И вообще, как Крылов неоднократно убеждался, те, кого угнетало вытеснение личного времени служебным, не задерживались в милиции, а оставшихся такое положение не пугало, и если они и жаловались, то больше для порядка, как это сделал он сам, упрекнув Зайцева, что тот лишает его личной жизни. Тем более что сегодняшний вечер инспектор собирался посвятить именно ей: они с Ритой шли в гости.
К месту встречи Рита пришла, как всегда, вовремя – свежая, энергичная, праздничная, хотя Крылов затруднился бы сразу ответить, как ей удалось достигнуть такого эффекта, имея всего лишь час после работы.
Они прошли два квартала, сокращая путь, свернули на узенькую старую улочку, чудом сохранившуюся среди районов современной застройки: облупившиеся фасады, выбоины на мостовой, низкие мрачные подворотни.
На перекрестке притулилась к забору остроконечная будочка образца начала пятидесятых годов с перекошенной вывеской «Пирожки». Крылов сжал локоть спутницы:
– Обрати внимание.
Рита непонимающе осмотрела грузную, равнодушно жующую женщину неопределенного возраста за тусклым стеклом.
– Что в ней особенного?
– О-о! Тетя Маша – уникум. Торгует пирожками почти сорок лет и все на этом месте. Питается исключительно своим товаром, ходит в одном платье и платке, а по слухам – миллионерша.
– Миллионеры всегда отличаются скромностью и умеренностью в еде.
– Не веришь? Когда мне ее показали лет пятнадцать назад, я тоже не поверил. Кстати, она выглядела точно так же и так же ела пирожок. Похоже, время ее не трогает.
– Ну, время ладно. А почему ее не трогает ОБХСС? Не из скромной же зарплаты скоплен этот миллион? Да и как она могла ухитриться сделать такой бизнес на копеечном товаре?
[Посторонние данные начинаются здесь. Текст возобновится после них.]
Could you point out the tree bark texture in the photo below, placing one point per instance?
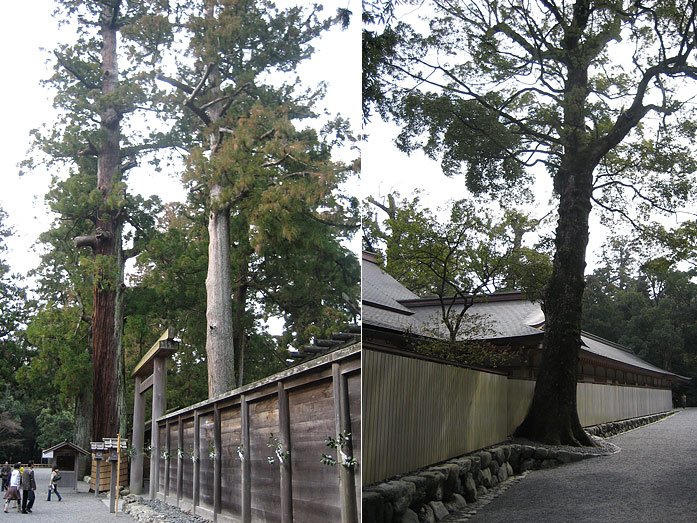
(106, 331)
(220, 351)
(219, 339)
(553, 415)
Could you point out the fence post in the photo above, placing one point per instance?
(347, 482)
(246, 464)
(138, 439)
(180, 460)
(218, 463)
(286, 468)
(197, 459)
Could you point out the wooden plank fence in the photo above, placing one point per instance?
(419, 412)
(255, 454)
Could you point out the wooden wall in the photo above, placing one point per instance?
(417, 413)
(105, 473)
(217, 452)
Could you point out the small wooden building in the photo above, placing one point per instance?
(66, 457)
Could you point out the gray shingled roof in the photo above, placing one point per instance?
(383, 290)
(607, 349)
(387, 304)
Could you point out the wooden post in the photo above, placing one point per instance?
(159, 384)
(197, 464)
(96, 479)
(118, 468)
(347, 482)
(246, 463)
(180, 461)
(138, 440)
(218, 463)
(286, 468)
(168, 461)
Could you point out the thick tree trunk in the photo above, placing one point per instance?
(107, 285)
(219, 340)
(240, 306)
(83, 419)
(553, 416)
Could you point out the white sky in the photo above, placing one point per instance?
(27, 26)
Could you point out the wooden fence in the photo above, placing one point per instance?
(417, 412)
(256, 453)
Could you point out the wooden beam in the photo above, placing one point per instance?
(180, 461)
(145, 384)
(197, 464)
(217, 464)
(138, 439)
(246, 463)
(342, 416)
(286, 468)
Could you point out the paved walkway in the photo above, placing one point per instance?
(76, 507)
(653, 479)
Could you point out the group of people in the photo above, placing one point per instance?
(20, 485)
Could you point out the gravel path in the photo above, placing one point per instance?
(652, 479)
(76, 507)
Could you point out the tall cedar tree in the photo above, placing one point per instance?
(94, 96)
(236, 45)
(593, 91)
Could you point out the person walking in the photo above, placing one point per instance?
(5, 472)
(28, 488)
(13, 490)
(53, 484)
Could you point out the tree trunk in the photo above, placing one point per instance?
(219, 341)
(553, 415)
(105, 422)
(240, 305)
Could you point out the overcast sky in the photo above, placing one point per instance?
(27, 26)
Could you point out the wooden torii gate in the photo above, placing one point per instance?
(151, 371)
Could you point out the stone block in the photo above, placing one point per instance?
(541, 453)
(409, 517)
(476, 462)
(439, 510)
(499, 455)
(452, 479)
(421, 484)
(486, 478)
(527, 451)
(527, 464)
(435, 482)
(485, 458)
(465, 464)
(548, 463)
(373, 508)
(503, 473)
(456, 504)
(494, 467)
(470, 488)
(398, 493)
(426, 515)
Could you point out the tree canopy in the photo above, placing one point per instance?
(593, 93)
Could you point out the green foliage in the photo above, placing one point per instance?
(649, 306)
(54, 428)
(456, 260)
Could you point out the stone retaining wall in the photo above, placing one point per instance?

– Настойчивость и последовательность – вот весь секрет. Подойди, купи пару пирожков. Даже если ей пригрозят, что отрежут руку, все равно недодаст две-три копейки, не грозить – обсчитает на гривенник. С рубля или тем более с трешки сыпанет такую кучу меди – вовек не пересчитаешь. Никто и не считает – ссыпал в карман и пошел. А там уже обман на полтинник.
Мелочевка, конечно, постарела тетя Маша, а раньше не брезговала «левым» товаром, была в доле с кухней – недовложения, хищения продуктов, а в голодное время за кило муки золотое колечко с камушком не глядя отдавали…
Дело рискованное, три судимости, никогда не признавалась: я не я, и хата не моя – вот весь разговор. Деньги в бутылках хранила: зальет горлышко сургучом – и в землю в разных местах. В шестьдесят восьмом у нее обыск делали – весь огород перекопали, замучились, шесть бутылок нашли, а сколько их всего? Небось сама не помнит…
После того раза затихла, сшибает копейки, опасается, нюх как у лисы, сколько контрольных ни делали – обсчет мизерный, извиняется, кается, ошиблась, мол, без того умысла, неграмотная, старая, больная, одинокая – пожалейте… За три копейки не судят, ну, объявят выговор да премии лишат. А она в день две тысячи пирожков продает!
– Кошмар какой-то! – Рита невольно оглянулась. – С виду обычная тетенька… Как же так?
– А ты хотела, чтобы у нее клыки росли?
– Да нет, но вообще… И зачем ей деньги в земле?
– Спроси. Она, конечно, откровенничать не будет, но для самой себя объяснение у нее имеется, не сомневайся. И по нему выходит, что она умней, хитрей и достойней всех вокруг. А ощущать себя так ей помогают те бутылочки закопанные. Кстати, в определенных кругах она авторитет, к ней прислушиваются, советуются. Пару раз видел: подъедет какой-нибудь франт – машина разукрашена, стекла темные – и беседует с тетей Машей почтительно, а то и домой подвезет, не боится, что жиром сиденья испачкает.